That said, I was never totally on the Rand bandwagon, and got off a long time ago. I understand the argument that he can work behind the scenes for the good, which is basically the argument James Antle makes in his article linked to above, but I have always been very sensitive about the rhetoric. Non-intervention is based on the assumption that the US has no special or oversized role to play on the world stage and should therefore not behave as if we do. So I’m OK with pragmatism and playing the political game as long as it doesn’t undermine the basic premise of non-interventionism and reinforce the premise of the other side. In my opinion, Rand has been conceding way too much in the rhetoric department from the start, although he has often tried to engage in a kind of double speak, attempting to keep both sides happy, where he doesn’t technically violate non-interventionist principles while saying something the other side wants to hear.

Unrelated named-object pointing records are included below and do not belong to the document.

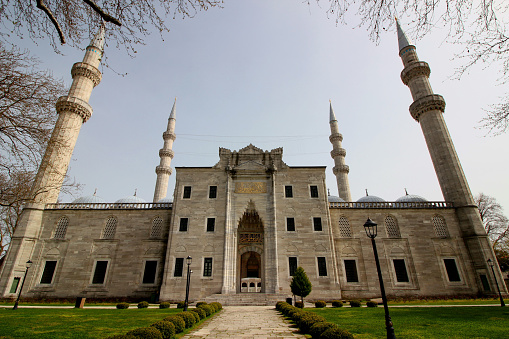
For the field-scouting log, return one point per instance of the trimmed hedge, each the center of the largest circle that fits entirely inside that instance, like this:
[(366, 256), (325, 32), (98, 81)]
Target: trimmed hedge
[(143, 304)]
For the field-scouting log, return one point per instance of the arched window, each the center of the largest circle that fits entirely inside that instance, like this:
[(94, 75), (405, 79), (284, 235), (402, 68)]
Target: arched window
[(157, 228), (440, 226), (110, 228), (61, 228), (344, 228), (391, 227)]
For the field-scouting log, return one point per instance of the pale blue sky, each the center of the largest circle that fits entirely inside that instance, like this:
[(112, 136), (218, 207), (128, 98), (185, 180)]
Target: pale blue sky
[(263, 72)]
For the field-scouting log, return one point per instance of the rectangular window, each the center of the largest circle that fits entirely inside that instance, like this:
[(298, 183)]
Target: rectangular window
[(179, 266), (452, 270), (290, 224), (207, 267), (187, 192), (317, 224), (149, 276), (14, 286), (322, 267), (351, 271), (292, 265), (400, 269), (211, 224), (212, 192), (49, 270), (100, 272), (288, 192), (183, 224), (313, 190)]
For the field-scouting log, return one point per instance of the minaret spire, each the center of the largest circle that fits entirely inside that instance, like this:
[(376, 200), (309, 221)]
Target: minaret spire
[(338, 153), (166, 154), (73, 110)]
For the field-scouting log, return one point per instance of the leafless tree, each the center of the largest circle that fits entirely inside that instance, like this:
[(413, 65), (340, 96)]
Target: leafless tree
[(480, 26), (495, 222), (72, 21)]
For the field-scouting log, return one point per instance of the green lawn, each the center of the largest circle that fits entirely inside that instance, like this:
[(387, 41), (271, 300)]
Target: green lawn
[(421, 322), (75, 323)]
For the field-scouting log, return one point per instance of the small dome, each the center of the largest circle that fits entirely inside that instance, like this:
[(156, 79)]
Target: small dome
[(333, 198), (411, 198), (370, 198), (130, 200), (90, 199)]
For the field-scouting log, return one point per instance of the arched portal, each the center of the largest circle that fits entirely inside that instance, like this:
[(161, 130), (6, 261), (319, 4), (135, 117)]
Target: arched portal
[(250, 273)]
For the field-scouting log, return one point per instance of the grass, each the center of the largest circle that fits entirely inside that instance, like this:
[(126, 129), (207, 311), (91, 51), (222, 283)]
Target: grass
[(75, 323), (421, 322)]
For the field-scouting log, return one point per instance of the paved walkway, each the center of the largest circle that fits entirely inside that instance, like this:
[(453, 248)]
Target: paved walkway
[(256, 322)]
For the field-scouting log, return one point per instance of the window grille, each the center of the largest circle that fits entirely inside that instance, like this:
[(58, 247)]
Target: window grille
[(61, 228), (440, 226), (110, 229), (344, 228), (157, 228), (391, 227)]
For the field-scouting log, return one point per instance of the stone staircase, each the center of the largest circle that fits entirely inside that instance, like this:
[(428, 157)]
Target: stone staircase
[(246, 299)]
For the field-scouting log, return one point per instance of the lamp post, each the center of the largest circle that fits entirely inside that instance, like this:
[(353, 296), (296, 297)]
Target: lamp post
[(189, 260), (371, 231), (491, 264), (28, 264)]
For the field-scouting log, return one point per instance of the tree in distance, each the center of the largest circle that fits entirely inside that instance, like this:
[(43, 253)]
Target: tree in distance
[(300, 284)]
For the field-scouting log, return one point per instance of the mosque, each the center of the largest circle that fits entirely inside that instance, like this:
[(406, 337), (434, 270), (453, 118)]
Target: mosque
[(244, 224)]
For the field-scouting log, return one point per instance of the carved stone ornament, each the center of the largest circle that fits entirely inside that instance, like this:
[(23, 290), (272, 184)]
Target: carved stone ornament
[(74, 105), (413, 70), (87, 71), (425, 104)]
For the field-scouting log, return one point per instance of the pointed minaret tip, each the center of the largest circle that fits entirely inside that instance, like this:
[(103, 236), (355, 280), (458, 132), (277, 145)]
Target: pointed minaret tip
[(173, 114), (332, 116), (403, 40), (98, 40)]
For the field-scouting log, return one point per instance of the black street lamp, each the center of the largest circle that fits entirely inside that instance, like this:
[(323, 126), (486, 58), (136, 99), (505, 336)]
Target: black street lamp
[(491, 264), (189, 260), (28, 264), (371, 231)]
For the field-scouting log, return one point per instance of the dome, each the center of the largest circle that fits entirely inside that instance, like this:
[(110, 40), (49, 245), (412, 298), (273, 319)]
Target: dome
[(370, 198), (411, 198), (130, 200), (89, 199), (333, 198)]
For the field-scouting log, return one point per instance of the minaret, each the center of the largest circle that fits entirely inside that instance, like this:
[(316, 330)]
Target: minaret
[(338, 153), (427, 109), (73, 110), (166, 154)]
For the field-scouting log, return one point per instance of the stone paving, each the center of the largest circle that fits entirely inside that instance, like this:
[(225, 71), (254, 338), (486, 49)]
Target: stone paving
[(256, 322)]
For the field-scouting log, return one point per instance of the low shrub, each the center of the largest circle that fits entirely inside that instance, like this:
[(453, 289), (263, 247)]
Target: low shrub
[(143, 304), (166, 328), (337, 303), (122, 306), (355, 303), (336, 333), (318, 328), (145, 333), (201, 313), (320, 304), (372, 304), (179, 323), (208, 309), (188, 318), (164, 304)]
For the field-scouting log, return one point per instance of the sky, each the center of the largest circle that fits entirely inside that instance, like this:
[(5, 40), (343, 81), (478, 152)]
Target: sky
[(263, 72)]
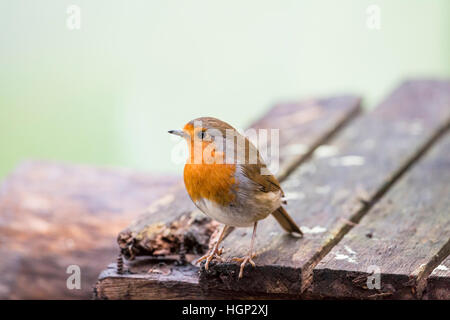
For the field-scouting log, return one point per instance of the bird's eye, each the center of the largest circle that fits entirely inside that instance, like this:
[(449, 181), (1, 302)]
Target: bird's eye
[(202, 135)]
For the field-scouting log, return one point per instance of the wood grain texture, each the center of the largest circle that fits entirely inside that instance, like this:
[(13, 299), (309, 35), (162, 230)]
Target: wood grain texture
[(174, 222), (406, 235), (332, 191), (55, 215)]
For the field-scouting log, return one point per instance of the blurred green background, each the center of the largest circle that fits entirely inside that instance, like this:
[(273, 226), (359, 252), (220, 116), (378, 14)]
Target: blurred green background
[(107, 94)]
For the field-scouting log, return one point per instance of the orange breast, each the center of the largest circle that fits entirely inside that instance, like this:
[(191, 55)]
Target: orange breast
[(210, 181)]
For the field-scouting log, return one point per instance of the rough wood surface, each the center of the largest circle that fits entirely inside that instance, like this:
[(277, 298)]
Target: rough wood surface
[(54, 215), (331, 192), (174, 223), (406, 236), (438, 283)]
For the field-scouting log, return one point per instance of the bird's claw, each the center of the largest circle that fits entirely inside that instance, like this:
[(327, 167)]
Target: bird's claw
[(249, 259), (213, 254)]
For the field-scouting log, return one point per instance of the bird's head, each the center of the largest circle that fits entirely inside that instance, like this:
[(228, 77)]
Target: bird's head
[(206, 138)]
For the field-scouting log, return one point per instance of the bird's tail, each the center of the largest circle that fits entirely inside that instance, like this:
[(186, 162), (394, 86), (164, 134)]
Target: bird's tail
[(286, 222)]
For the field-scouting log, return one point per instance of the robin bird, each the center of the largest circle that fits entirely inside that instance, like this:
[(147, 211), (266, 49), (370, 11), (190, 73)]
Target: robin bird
[(227, 180)]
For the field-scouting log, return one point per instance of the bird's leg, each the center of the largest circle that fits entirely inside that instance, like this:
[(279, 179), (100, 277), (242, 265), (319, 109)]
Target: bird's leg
[(214, 253), (250, 255)]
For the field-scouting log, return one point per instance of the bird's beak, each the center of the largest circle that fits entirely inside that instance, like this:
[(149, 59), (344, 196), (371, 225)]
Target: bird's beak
[(177, 132)]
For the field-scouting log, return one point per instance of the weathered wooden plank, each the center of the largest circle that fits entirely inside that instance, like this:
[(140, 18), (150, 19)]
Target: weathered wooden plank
[(170, 227), (174, 220), (332, 191), (438, 283), (54, 215), (404, 237)]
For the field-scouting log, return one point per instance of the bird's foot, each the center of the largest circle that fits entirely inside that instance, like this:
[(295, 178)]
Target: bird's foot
[(244, 260), (212, 254)]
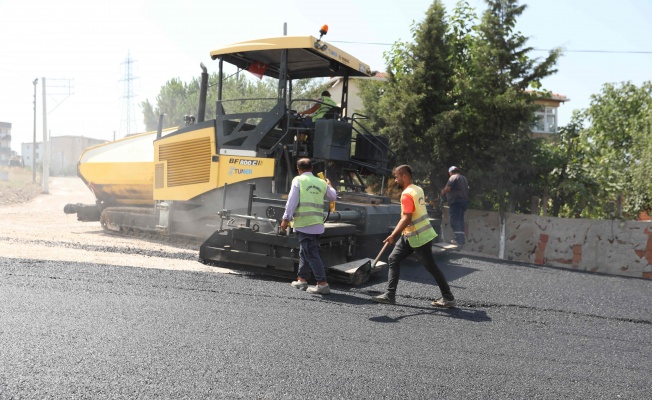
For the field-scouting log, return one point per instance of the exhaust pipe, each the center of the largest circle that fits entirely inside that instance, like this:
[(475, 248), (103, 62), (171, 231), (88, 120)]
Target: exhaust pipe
[(203, 89)]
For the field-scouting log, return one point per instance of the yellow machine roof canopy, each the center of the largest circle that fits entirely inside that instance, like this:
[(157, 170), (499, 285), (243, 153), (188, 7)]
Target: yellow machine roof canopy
[(307, 57)]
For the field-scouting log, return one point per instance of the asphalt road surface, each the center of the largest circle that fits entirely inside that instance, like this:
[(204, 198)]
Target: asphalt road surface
[(95, 328)]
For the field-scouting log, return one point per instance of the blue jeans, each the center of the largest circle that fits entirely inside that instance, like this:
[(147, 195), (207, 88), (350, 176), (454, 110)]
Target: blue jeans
[(309, 258), (402, 250), (456, 212)]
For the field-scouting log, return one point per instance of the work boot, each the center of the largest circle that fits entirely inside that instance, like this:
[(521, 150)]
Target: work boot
[(302, 285), (319, 289), (443, 303), (385, 298)]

To help the reader unfamiliar with non-interventionist esoterica understand what I’m talking about, a fundamental principle of non-interventionism is that we should abolish all foreign aid. So when Paul came out with his proposal to defund certain entities in the Middle East, he wasn’t technically in violation of a fundamental non-interventionist principle, he just wasn’t stating it maximally. The problem that non-interventionists like me had with it was not that he wanted to cut foreign aid, which we obviously support, but that by suggesting it be cut to the enemies of Israel but not Israel, he was pandering to the pro-Israel interventionist base and reinforcing the idea that the US is under some mystical obligation to protect Israel.
One man’s clever politics is another’s abandonment of the cause. For many, Paul crossed that line with his signing of the obnoxious Cotton letter. For those familiar with Rand-speak, you can see his mind working. As per James Antle, he could argue that he was just restating the Constitutional principle of Senatorial consent for treaties, but it is not at all clear that whatever agreement the US may come back with would actually be a treaty. (This will be the subject of a separate essay.) But the problem for Paul is that this letter is not benign. It is a blatant attempt to undermine negotiations that may keep us out of a surely disastrous and unnecessary war with Iran, negotiations that from a non-interventionist standpoint we shouldn’t even be engaging in in the first place. And it comes in the wake of his shameful panderfest following the Netanyahu address, where Paul had already obsequiously praised Netanyahu and Israel and signed onto Sen. Bob Corker’s attempt to scuttle the negotiations.
It’s a long time until the first caucus and a lot can change between now and then, but I think Rand may have squandered his opportunity to rally the non-interventionist coalition behind him with his pandering behavior following the Netanyahu address. If it isn’t totally squandered, he certainly has a lot of work to do to build back up some seriously fractured trust.